O retorno das atividades no Congresso Nacional traz a expectativa da votação de pautas importantes para o Executivo, como o fim da escala de trabalho 6x1 e a confirmação do acordo entre Mercosul e União Europeia. Neste primeiro dia de trabalho os deputados devem votar medida provisória que cria o programa Gás do Povo, em substituição ao Auxílio Gás. A proposta promete ampliar o acesso ao benefício, e a estimativa do governo é de que cerca de 50 milhões de pessoas sejam beneficiadas.
Depois dessa votação, há outra medida provisória em análise. Ela abre um crédito extraordinário de R$ 83 bilhões para o setor rural. O recurso poderá ser usado, por exemplo, no combate a pragas. Já o acordo entre o Mercosul e a União Europeia não está na pauta de hoje, mas já está pacificada e deve ser votada ainda nesta semana.

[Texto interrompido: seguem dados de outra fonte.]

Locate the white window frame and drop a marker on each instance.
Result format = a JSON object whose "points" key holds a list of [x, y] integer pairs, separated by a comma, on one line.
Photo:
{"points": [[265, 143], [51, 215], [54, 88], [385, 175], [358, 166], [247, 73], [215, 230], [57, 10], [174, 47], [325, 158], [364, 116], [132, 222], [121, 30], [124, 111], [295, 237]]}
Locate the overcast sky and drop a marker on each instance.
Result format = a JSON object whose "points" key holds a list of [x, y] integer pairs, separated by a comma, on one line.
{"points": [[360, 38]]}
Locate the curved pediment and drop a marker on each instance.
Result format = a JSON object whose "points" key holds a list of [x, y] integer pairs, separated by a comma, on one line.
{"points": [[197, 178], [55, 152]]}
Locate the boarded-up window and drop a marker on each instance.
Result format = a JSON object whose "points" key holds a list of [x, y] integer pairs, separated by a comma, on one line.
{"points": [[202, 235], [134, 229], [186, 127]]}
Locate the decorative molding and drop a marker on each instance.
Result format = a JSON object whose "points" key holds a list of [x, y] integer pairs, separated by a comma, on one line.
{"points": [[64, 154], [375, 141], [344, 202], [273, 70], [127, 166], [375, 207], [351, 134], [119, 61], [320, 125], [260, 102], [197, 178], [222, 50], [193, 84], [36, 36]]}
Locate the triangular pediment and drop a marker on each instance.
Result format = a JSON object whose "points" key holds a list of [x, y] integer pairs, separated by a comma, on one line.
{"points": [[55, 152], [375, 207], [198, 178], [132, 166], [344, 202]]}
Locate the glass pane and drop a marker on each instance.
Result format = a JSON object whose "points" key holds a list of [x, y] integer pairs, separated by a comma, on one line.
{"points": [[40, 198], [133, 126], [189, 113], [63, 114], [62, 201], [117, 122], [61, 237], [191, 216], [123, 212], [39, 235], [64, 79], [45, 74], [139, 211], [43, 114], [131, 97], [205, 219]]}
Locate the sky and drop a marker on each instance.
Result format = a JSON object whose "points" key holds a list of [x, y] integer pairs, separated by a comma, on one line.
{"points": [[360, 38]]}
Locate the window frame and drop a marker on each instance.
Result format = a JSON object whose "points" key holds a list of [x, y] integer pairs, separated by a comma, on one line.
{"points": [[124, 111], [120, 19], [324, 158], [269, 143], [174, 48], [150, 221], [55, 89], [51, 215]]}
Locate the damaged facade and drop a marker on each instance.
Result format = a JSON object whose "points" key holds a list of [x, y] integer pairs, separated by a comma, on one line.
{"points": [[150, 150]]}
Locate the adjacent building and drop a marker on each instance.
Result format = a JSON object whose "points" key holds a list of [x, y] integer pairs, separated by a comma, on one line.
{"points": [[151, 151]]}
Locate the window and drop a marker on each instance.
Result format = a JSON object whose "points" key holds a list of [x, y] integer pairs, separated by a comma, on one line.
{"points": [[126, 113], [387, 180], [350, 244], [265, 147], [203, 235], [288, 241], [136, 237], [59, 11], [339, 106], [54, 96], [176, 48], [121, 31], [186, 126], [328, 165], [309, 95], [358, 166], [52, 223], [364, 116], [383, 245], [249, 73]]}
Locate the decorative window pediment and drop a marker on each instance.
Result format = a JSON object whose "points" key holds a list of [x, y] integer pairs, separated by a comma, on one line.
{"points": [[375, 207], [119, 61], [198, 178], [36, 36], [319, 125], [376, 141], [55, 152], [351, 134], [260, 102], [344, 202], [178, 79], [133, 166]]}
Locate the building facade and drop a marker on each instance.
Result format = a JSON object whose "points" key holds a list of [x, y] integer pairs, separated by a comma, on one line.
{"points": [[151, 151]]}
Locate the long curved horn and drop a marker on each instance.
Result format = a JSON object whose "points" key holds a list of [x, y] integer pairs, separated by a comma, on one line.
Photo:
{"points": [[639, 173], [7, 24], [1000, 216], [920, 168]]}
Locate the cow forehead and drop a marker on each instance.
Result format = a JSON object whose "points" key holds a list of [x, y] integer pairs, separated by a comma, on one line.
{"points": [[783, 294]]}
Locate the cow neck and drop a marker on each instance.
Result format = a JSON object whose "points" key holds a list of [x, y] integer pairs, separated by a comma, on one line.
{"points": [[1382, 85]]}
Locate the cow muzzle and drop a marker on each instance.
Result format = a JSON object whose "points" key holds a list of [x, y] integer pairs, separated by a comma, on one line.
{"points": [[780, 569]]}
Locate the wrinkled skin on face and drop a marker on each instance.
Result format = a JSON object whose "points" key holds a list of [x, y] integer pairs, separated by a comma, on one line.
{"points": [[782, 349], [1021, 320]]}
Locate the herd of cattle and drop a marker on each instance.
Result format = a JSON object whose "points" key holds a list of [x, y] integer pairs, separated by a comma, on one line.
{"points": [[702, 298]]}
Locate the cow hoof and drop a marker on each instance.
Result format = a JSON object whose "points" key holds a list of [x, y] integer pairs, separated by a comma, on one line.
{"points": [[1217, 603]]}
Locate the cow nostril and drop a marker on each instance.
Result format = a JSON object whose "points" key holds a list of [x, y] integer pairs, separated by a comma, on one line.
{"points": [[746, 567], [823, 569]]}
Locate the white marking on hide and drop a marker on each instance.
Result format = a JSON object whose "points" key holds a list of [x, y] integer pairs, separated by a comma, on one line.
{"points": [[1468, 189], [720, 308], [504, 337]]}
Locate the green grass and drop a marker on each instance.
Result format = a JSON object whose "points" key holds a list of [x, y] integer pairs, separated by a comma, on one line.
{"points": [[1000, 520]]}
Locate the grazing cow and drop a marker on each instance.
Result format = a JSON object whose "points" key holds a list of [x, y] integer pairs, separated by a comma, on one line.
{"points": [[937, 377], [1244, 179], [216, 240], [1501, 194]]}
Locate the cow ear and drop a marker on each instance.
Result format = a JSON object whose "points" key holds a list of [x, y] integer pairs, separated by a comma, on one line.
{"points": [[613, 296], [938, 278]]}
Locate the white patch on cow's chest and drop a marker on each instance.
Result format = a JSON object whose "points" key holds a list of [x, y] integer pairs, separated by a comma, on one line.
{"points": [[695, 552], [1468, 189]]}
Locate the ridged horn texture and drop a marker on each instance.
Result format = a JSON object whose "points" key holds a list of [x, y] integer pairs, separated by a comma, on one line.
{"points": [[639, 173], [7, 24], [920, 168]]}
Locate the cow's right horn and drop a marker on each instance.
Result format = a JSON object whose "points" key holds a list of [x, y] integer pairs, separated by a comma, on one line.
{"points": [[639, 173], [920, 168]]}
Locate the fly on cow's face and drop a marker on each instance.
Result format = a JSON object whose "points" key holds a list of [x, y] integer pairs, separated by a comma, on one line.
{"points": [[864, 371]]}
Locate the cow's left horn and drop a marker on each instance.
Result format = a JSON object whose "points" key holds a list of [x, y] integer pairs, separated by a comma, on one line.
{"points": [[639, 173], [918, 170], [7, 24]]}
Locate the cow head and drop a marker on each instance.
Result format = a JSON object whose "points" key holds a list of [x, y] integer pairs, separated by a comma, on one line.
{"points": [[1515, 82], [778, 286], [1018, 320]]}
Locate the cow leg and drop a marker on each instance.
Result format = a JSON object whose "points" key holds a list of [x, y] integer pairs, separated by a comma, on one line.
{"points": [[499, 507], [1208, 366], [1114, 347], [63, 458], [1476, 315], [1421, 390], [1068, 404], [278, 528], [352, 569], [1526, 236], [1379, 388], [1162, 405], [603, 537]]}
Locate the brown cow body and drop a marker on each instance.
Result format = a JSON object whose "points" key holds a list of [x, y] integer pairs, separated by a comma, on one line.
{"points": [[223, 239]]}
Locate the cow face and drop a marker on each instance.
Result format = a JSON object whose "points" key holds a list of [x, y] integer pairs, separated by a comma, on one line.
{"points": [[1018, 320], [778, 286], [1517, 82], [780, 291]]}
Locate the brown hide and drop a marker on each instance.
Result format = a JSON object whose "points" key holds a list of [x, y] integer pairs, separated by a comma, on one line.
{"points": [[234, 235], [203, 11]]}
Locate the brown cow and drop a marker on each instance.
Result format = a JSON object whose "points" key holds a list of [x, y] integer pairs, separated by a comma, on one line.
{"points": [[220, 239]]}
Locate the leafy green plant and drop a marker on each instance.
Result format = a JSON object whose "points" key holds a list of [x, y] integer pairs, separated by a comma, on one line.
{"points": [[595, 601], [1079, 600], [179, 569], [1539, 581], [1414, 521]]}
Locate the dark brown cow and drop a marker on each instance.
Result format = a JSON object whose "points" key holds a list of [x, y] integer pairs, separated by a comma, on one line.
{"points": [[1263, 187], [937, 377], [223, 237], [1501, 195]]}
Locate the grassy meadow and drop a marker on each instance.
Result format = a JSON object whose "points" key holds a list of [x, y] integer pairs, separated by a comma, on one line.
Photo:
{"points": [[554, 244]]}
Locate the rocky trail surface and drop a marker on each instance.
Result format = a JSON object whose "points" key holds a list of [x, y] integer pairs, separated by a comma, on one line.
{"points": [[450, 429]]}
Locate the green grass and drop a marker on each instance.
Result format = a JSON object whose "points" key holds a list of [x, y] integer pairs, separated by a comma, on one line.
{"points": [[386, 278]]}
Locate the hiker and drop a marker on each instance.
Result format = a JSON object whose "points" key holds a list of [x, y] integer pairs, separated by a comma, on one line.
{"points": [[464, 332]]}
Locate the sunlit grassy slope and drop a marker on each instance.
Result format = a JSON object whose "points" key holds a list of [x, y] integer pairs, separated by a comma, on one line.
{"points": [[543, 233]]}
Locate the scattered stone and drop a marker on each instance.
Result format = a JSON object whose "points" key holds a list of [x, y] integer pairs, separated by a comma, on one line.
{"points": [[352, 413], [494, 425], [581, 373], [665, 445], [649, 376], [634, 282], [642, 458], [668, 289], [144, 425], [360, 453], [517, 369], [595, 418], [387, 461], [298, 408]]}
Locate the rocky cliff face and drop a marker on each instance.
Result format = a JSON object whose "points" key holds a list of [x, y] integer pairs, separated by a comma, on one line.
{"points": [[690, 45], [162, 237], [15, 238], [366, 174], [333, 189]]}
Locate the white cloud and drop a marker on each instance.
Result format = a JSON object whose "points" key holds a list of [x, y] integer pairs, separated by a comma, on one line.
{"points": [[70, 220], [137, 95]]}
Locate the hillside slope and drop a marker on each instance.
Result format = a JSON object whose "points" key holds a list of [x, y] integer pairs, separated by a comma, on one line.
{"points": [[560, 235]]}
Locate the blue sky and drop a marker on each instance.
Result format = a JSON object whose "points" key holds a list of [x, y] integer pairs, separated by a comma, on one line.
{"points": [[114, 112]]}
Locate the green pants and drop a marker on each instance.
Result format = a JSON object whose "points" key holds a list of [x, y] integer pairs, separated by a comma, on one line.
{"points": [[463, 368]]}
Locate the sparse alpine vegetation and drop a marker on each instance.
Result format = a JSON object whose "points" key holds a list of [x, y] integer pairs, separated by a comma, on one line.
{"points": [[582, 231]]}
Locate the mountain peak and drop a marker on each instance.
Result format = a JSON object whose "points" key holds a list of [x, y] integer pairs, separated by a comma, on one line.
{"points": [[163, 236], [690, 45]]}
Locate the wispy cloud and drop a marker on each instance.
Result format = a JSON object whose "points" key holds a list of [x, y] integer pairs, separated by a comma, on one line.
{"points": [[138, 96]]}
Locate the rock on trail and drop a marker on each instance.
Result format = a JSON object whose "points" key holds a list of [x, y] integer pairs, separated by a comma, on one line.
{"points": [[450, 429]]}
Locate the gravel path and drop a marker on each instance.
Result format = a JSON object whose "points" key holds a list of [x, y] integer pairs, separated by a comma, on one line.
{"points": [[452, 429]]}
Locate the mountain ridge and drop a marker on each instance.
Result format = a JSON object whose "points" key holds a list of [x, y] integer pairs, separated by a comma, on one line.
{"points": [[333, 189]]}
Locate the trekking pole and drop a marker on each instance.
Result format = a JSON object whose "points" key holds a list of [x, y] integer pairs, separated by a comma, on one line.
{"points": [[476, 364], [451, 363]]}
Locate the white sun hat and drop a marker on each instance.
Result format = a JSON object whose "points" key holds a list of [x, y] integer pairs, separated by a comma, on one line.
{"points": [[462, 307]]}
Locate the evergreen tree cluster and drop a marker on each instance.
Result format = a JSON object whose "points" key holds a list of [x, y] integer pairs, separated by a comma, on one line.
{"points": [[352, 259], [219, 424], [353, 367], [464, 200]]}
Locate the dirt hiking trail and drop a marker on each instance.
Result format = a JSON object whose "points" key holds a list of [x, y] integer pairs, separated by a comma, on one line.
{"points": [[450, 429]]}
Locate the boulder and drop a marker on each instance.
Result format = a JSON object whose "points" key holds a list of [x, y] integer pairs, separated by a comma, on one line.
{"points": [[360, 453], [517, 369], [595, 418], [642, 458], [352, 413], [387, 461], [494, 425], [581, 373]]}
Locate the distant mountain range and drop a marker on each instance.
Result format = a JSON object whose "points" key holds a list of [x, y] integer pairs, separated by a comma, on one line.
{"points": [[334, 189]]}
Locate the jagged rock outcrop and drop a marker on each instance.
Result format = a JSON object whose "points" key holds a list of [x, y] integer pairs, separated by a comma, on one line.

O grosso da agenda legislativa, no entanto, fica para depois do Carnaval, com pautas consideradas mais difíceis de negociar. Entre elas, a PEC da Segurança Pública, o PL Antifacção e a análise de vetos presidenciais, incluindo o projeto da dosimetria, que foi totalmente vetado pelo presidente Lula.
Há também pressão no Congresso para avançar nas investigações do caso Banco Master. Nesta segunda-feira, o deputado Rodrigo Rollemberg (PSB-DF) protocolou um pedido para a abertura de uma CPI para acompanhar as investigações da fraude. O pedido, porém, não tem prioridade e aguarda na fila, junto com outras 17 solicitações, uma decisão do presidente da Câmara, Hugo Motta (REP-PB).
De qualquer forma, na quarta-feira (4), a Comissão de Assuntos Econômicos do Senado vai instituir um grupo de trabalho para acompanhar o caso. Já na quinta-feira, a CPMI do INSS deve ouvir o presidente do Banco Master, Daniel Vorcaro.
Abertura dos trabalhos
Hoje, o Congresso Nacional realizou uma sessão solene para oficializar o início dos trabalhos legislativos e apresentar as pautas previstas até julho, em função do ano eleitoral. A tradicional sessão solene de abertura dos trabalhos marca a retomada das votações, mas, além disso, define as pautas prioritárias de interesse da Câmara, do Senado, do Judiciário e do Executivo.
O presidente Lula não compareceu, mas enviou, por meio do ministro da Casa Civil, Rui Costa, uma mensagem que foi lida em plenário. No texto, o governo fez um balanço das ações de 2025 e classificou como urgente a votação das propostas que tratam do fim da escala 6x1 e da regulamentação do trabalho por aplicativo.
O presidente do Supremo Tribunal Federal (STF), ministro Edson Fachin, enalteceu o funcionamento da democracia e disse que é tempo de defender as instituições.
Pela Câmara dos Deputados, o presidente Hugo Motta sinalizou que vai priorizar o acordo entre Mercosul e União Europeia e também confirmou, para depois do carnaval, a análise da PEC da Segurança Pública.
O Congresso Nacional tem 73 vetos pendentes, que serão analisados por deputados e senadores. Um deles trata do projeto da dosimetria, totalmente vetado pelo presidente Lula.
A sessão conjunta ainda não foi marcada, mas o presidente do Senado, Davi Alcolumbre (União-AP) lembrou que 2026 é um ano eleitoral, com calendário de votações mais encurtado.